The story is familiar. Revolving around the battle of Thermopylae and adapting Frank Miller’s comic book, 300 defined stylized action movies of the late 2000s and 2010s.
At first pass, the film is best understood as Spartan propaganda. The kind of myth Spartans – or people enamored by Spartans would produce for themselves. The film preaches an alien foreign value system. In it, the good people are strong, brave, and beautiful. The evil people are barbaric, emotional, and either ugly or effeminate. Many are literally monsters. Most importantly, they aren’t Spartan.

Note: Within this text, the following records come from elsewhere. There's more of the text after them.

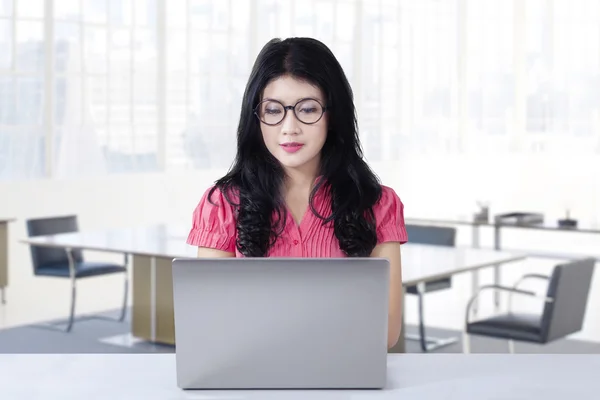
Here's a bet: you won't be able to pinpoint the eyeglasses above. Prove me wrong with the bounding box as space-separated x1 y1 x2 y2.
254 98 328 126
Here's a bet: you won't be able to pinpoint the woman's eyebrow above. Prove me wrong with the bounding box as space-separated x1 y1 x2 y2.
262 96 323 103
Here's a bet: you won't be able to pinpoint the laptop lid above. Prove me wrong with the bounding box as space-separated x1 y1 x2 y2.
171 257 390 390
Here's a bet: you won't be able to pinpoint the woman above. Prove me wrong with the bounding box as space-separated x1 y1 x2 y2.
187 37 408 349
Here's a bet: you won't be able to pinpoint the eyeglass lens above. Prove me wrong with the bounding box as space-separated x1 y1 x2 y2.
257 99 324 125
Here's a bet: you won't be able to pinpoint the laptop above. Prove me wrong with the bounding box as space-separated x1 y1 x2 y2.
171 257 390 390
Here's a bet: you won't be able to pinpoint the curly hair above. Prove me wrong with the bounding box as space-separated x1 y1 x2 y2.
209 37 382 257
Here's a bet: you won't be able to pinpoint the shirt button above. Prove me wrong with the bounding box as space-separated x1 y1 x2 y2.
293 240 299 245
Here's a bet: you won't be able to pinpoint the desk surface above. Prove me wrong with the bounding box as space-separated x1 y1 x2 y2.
20 224 525 286
0 218 16 223
1 354 598 399
407 216 600 233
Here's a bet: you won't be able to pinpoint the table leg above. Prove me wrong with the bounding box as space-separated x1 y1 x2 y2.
0 222 8 305
470 270 479 318
493 224 502 310
471 224 480 248
471 224 480 316
132 255 175 345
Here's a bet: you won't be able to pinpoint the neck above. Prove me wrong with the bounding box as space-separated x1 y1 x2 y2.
283 162 320 194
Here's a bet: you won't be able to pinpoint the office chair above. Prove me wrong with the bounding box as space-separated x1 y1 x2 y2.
463 257 596 353
404 224 457 352
26 215 128 332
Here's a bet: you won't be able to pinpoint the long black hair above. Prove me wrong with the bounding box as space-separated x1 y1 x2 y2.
209 37 382 257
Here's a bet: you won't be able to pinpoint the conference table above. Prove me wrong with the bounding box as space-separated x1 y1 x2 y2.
406 215 600 311
0 218 15 304
406 215 600 258
21 224 526 352
1 353 598 398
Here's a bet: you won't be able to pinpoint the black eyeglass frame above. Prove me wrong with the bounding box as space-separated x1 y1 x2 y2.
253 98 329 126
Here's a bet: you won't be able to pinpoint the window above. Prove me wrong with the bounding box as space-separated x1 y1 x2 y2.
379 0 460 159
0 0 159 181
164 0 250 171
53 0 159 177
466 0 514 141
0 0 46 180
1 0 599 181
526 0 600 145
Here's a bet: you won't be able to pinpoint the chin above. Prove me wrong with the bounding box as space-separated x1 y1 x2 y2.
277 158 312 169
275 153 320 171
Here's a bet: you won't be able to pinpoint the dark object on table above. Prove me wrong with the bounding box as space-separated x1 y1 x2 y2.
558 218 578 228
558 209 578 229
495 212 544 226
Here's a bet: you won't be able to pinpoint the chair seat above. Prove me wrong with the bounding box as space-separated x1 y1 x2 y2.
36 261 126 278
406 277 452 294
467 312 544 343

In modern stories, like Disney’s The Hunchback of Notre Dame, the ugly is redeemed. Victor Hugo’s original story, though a darker and deeper affair, has the same moral. We are taught that appearance is only skin deep. The unattractive are misunderstood. Unaesthetic bodies are a cause for pity, not judgment. If anything, the fault is not in the viewed, but the viewer. The best person sees anyone as beautiful.
Not so in Sparta.
In 300, the hunchback Ephialtes attempts to join the Spartan phalanx. He’s rightly rejected because he’s too weak to wield a shield. His external appearance and capabilities express his vices. He betrays the Spartans for pleasure and wealth. He sought the pleasures of this world because he had no place in Sparta. May he live forever.

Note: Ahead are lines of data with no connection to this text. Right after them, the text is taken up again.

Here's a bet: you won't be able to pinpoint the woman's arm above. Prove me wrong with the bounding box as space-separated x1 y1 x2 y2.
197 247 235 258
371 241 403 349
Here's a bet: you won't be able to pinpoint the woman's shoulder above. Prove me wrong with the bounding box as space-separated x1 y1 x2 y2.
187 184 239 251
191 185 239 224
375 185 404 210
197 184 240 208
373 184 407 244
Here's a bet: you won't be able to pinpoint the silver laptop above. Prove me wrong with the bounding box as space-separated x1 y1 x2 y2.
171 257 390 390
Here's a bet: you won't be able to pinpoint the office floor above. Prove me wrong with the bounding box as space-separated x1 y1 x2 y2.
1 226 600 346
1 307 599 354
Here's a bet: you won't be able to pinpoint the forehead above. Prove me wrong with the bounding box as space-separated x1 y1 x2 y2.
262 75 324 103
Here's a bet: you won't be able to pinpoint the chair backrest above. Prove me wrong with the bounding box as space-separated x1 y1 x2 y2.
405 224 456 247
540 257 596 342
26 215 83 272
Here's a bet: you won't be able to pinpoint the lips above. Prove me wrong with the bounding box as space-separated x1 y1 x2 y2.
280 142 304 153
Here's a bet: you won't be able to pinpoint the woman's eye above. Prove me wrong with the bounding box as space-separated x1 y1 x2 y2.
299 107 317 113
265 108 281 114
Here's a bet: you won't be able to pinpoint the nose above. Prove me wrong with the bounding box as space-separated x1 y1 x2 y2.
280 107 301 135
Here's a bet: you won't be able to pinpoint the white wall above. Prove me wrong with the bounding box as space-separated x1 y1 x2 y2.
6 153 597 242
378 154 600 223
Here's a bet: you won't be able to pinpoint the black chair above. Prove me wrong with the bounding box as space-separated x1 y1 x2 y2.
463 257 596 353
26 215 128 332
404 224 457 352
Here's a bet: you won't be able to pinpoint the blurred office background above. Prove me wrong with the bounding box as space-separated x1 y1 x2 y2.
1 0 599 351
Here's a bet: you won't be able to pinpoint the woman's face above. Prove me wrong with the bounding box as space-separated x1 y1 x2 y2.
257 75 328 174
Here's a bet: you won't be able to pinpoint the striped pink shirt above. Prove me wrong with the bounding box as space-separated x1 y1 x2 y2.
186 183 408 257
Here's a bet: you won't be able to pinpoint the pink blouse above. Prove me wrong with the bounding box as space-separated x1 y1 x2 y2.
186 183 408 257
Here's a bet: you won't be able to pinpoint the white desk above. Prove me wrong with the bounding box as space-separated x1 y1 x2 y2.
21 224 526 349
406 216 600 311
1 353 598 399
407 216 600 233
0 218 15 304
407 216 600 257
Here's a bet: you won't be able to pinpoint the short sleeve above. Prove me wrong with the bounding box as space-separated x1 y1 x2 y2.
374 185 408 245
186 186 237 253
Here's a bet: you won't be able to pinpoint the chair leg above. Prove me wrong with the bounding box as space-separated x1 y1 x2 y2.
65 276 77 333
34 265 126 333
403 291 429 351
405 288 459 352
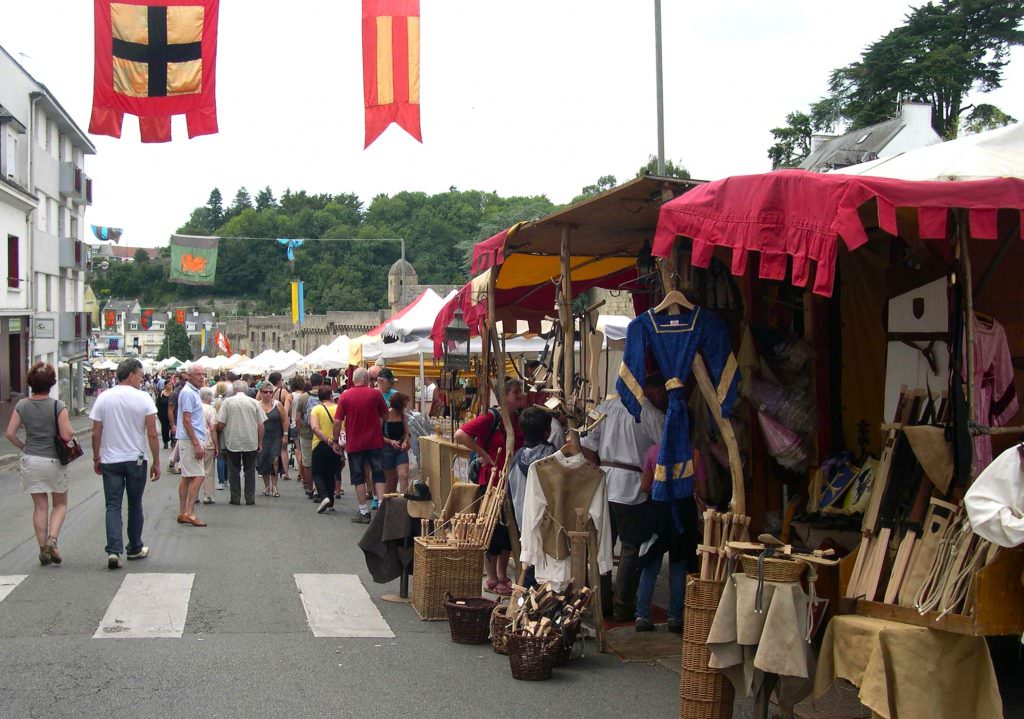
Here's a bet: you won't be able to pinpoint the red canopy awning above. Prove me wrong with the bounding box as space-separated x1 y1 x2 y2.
653 170 1024 297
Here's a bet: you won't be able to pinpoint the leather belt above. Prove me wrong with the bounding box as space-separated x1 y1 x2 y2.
601 460 643 473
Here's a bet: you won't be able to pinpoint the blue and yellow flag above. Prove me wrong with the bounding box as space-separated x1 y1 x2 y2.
291 281 304 324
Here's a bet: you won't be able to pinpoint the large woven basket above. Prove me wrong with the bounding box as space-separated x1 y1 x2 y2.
507 630 562 681
444 594 497 644
739 554 807 583
412 538 485 621
679 576 734 719
490 602 512 655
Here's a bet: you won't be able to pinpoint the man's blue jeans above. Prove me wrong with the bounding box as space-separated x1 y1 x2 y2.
101 460 148 556
635 554 686 623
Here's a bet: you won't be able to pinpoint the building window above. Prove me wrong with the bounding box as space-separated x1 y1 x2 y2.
292 339 296 350
7 235 18 288
129 322 138 330
261 332 266 342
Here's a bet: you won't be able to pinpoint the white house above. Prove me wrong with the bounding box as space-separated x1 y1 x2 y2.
0 45 95 420
800 101 942 173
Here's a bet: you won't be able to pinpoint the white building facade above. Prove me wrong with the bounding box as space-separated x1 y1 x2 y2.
0 46 94 420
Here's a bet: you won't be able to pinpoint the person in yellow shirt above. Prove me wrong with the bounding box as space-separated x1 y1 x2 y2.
309 387 343 513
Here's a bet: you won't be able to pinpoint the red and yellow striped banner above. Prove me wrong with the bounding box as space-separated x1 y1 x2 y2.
362 0 421 148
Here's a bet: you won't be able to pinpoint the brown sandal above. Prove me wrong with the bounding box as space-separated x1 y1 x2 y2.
47 538 62 565
38 545 52 566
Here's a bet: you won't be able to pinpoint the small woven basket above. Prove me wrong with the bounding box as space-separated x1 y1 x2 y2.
739 554 807 583
444 594 497 644
507 630 561 681
490 602 513 655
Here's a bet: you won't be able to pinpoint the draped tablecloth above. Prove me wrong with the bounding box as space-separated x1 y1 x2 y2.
814 614 1002 719
707 573 815 714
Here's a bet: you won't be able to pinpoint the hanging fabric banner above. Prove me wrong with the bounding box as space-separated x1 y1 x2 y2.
140 308 154 329
291 281 305 325
214 330 232 355
169 234 219 285
362 0 421 148
175 309 186 324
90 0 220 142
91 225 123 243
277 238 303 262
104 310 117 329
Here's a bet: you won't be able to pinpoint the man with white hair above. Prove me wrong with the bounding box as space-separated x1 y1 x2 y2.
334 367 388 523
216 380 267 505
175 366 208 527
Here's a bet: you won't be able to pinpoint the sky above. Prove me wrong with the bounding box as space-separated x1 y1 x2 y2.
1 1 1022 249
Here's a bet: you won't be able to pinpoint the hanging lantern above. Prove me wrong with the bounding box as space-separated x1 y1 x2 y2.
442 308 471 372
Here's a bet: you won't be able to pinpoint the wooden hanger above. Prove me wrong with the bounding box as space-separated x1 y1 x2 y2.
974 310 995 327
652 289 694 314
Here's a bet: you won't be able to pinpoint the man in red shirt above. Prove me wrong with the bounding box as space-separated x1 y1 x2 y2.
333 367 388 523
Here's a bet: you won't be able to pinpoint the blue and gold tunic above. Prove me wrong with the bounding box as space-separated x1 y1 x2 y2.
617 307 739 502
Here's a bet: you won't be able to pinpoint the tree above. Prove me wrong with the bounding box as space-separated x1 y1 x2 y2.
825 1 1024 138
768 111 815 169
637 155 691 179
963 103 1017 134
133 247 150 264
571 174 617 204
206 188 224 229
158 320 193 361
255 186 277 211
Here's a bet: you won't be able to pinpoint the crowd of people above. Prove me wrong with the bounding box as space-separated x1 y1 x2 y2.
8 358 688 632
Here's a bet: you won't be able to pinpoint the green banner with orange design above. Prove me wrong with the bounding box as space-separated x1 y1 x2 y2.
169 234 219 285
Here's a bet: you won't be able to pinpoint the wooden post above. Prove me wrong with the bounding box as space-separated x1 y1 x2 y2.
958 209 976 470
559 226 577 426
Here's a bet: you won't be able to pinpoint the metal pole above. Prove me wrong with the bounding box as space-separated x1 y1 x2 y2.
654 0 665 175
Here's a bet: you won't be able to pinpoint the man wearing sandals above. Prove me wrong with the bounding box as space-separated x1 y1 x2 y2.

In contrast, the virtuous Spartans possess andreia. Their exaggerated model-like bodies are external expressions of their courageous character.

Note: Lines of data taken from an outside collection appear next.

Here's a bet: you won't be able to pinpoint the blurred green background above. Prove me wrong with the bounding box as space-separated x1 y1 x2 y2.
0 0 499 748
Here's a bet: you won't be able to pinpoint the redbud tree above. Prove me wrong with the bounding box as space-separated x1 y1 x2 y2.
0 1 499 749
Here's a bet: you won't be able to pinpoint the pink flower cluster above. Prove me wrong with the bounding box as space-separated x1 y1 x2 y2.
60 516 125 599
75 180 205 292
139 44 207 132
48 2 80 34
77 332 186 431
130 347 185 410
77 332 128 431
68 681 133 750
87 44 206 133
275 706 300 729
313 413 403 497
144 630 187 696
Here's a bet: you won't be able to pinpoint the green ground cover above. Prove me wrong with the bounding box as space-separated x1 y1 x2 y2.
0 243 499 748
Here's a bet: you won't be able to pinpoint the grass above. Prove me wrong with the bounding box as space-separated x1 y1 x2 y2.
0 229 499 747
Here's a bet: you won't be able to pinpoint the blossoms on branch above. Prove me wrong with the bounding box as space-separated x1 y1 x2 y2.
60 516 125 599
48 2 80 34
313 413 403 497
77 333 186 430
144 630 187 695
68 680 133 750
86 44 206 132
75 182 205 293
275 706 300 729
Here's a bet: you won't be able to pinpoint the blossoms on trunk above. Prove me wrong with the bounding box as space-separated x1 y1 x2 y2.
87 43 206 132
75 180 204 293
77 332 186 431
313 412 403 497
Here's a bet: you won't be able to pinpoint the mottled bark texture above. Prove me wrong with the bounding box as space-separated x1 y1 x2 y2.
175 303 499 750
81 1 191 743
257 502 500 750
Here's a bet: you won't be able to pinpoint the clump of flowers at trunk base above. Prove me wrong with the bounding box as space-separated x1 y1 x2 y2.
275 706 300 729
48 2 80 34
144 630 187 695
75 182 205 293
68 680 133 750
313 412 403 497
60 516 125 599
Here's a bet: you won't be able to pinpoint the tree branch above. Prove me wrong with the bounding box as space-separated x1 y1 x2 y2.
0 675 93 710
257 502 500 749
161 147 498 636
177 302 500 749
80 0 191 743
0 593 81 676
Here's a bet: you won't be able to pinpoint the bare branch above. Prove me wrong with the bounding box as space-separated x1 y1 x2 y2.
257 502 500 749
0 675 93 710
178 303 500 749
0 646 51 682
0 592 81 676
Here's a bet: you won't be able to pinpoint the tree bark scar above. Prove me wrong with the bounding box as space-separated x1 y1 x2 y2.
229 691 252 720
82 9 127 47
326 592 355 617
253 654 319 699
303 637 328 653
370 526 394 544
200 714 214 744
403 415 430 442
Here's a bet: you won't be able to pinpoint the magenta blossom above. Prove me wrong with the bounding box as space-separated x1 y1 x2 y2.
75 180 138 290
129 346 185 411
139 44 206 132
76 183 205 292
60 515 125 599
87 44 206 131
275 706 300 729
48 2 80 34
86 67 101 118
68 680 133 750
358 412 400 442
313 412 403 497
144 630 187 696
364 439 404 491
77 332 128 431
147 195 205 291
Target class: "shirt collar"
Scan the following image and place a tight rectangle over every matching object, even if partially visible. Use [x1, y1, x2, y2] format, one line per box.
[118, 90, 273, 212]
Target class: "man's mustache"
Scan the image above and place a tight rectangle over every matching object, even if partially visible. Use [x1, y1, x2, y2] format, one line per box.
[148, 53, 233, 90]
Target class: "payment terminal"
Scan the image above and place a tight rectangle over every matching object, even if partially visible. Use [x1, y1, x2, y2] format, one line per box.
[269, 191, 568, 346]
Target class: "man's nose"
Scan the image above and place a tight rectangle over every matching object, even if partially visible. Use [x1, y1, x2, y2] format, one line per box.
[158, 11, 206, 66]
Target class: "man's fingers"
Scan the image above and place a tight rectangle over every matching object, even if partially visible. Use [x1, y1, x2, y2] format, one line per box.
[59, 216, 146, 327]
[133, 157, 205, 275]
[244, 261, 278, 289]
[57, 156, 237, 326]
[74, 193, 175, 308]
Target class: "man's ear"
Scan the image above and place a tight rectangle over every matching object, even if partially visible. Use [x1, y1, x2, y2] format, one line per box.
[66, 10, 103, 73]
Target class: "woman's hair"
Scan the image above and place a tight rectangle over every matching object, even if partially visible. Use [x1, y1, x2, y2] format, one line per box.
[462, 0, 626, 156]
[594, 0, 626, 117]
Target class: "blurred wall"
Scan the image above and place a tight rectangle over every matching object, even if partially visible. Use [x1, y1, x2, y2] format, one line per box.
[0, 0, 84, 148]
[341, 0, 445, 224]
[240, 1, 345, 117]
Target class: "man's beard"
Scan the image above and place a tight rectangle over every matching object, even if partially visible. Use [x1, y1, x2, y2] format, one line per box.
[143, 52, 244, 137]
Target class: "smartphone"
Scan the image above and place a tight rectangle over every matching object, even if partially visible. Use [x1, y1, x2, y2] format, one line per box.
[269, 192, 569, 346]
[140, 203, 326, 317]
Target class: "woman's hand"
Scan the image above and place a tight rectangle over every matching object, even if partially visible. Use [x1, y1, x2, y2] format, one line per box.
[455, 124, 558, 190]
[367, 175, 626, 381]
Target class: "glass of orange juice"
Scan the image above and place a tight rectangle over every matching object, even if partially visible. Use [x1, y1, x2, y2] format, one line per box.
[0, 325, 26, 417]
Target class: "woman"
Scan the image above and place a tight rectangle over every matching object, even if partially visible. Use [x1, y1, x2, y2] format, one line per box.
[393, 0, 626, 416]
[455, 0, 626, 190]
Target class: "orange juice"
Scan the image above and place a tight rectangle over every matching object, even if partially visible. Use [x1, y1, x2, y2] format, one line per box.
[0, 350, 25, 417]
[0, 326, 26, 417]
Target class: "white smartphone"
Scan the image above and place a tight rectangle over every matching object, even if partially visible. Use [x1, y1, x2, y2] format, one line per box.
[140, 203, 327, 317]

The movie implicitly justifies the Spartan practice of infant exposure. Ephialtes was saved by a mother who pitied him. Spartan values would have had him killed – and it would have, by the logic of the story, been better if the Spartan norms were upheld.
So, it shows us a world that is foreign and justifies the Spartan world on its own terms. It brings to mind Étienne Fortier-Dubois thought experiment:
Imagine that Carthage had won, and had made everyone today believe that it was a great good, even a thing of beauty, to perform ritual sacrifices of children to Moloch.
This reading of the movie is undercut by historical inaccuracies. It may be a good film, but it’s not a great one. The ephors are portrayed as goblin-like priests, instead of noble statesmen. The helots are nowhere to be seen. Queen Gorgo is awesome, but her speech to the Spartan senate sounds like something written by a 21st-century liberal defending the war in Iraq or proposing an invasion of Iran:
Freedom isn't free at all, that it comes with the highest of costs.
The “senators” were martial people, in need of no reminder about the nature of freedom. Proper Spartan propaganda would be even more alien. Freedom is exemplified by self-mastery of the excellent, the rule of the strong, and the beautiful. 300 doesn’t go all the way. Perhaps that’s for the best. Nonetheless, I think it’s the best movie of antiquity from the 2000s because it is less captured by our moral scheme than its blockbuster competitors like Gladiator or Troy.
Characters give voice to laconic sayings reported by Plutarch and Herodotus.
We also see a model relationship between Queen Gorgo and King Leonidas. The Spartan woman had more standing than other Greek women. So we also have a nod to Spartan history, even if not the portrayal of sex roles we see in Plutarch.
Being asked by a woman from Attica, "Why is it that you Spartan women are the only women that lord it over your men," she said, "Because we are the only women that are mothers of men."
Queen Gorgo, Plutarch, Sayings of the Spartan Women
King Leonidas rules Sparta, but his decisions are harmonized with, even approved by Gorgo. When he kicks the messenger into the pit before doing it what does he do? He looks at Gorgo for her approval. He decides to defy the oracle but wants her loving approval for doing so. He gets it (“The only woman whose opinion should matter to you is mine”). Gorgo provokes him to aspire to greater things. In turn, Leonidas is devoted to her. His final words are erotic:
“My queen, my wife, my love.”
Now, I can’t say that this fits the spartan model of love. But it’s a positive image of a kind of modern love. Where decision-making is delegated, yet unified. Both men and women are strong and made stronger in each other’s presence. And yet neither need the other. Throughout the film the two of them are separated in space, but not mission. Strong men and women do not need each other, but they can be made better by the other.
Leonidas lives for Sparta, as does Gorgo, but he dies with the image of his Spartan queen.